I have to admit that I rate the CTT component highly and use it a lot when testing with JMeter, however actually few seem to utilize constant throughput timer up to its potential. Let’s now go through it’s configuration screen and shed some light on possible ways of usage.
Component’s UI is quite simple. There is an input field to provide your throughput figure (in requests per minute) and an option to select the scope of how the throughput should be calculated (depending on where the component is placed):
The ‘Calculate throughput based on’ offers five options:
- this thread only – each single thread will be exercising the specified amount of requests per minute
- all active threads – all threads currently running will be executing that portion of samples per minute
- all active threads (shared)
- all active threads in current thread group – all running threads only in current thread group will be taken into account
- all active threads in current thread group (shared)
Let’s skip the description of how ‘shared’ scope differs from non-shared one (we will come back to that later on) and go straight to the most important stuff – examples of how you can benefit from using CTT.
4 typical ways of using constant throughput timer in practice
Root level placement of the component
An obvious one – CTT simply manages all active threads in the script, pacing the requests globally across all thread groups:
As a result of the set-up above, the script will utilise requests from all 4 thread groups to generate a throughput of 200 requests per minute.
Placing CTT inside a thread group and restricting the scope of throughput calculation to just the current thread group.
Might be useful when you want to simulate few user scenarios (placed in separate thread groups) with different load requirements for each one. JMeter then computes and applies think times dynamically in each thread group to reflect the needed throughput.
Bear in mind that we set the target throughput as the number of requests per minute, hence you always need to control how many requests (samplers) are put in a specific thread group and compute the throughput accordingly. In the case pictured above, the requirement is to simulate 4 user scenarios per minute. Since the scenario comprises 6 requests, that results in 4 * 6 = 24 target throughput set in CTT.

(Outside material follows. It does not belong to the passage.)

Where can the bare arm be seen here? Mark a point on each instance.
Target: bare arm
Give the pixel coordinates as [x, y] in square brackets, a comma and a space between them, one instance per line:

It’s worth to add that the dynamic think times are added before each sampler (apart from the first request execution due to the implementation of the CTT). The other thing is that when the number of samplers in the thread group changes, the throughput needs to be recalculated to follow the requirements for the user scenario.
Maintaining throughput on business transaction level
That’s actually the most common CTT use case for me
Let’s begin by specifying the context, with assumption that we have a load requirements defined in a similar manner to the simple example below. Looking at figures in ‘load to simulate’ column, it actually makes sense to simulate the transactions by putting them in separate thread groups with constant throughput timers driving the throughput independently for them.
Another thing to consider is that quite often in modern applications a single user action triggers not one, but many requests to be sent concurrently or sequentially to the server. Normally, a constant throughput timer puts a think time before every request sent, so in order to make it to send samples immediately one after another, you may need to structure the script in a bit different way:
– each business transaction/user action is put in separate thread group.
– the CTT component should be placed under a ‘Test Action’ sampler. As a result, a dynamic think time will only added before the ‘Test Action’ component, the rest of the samplers will be executed sequentially immediately one after another.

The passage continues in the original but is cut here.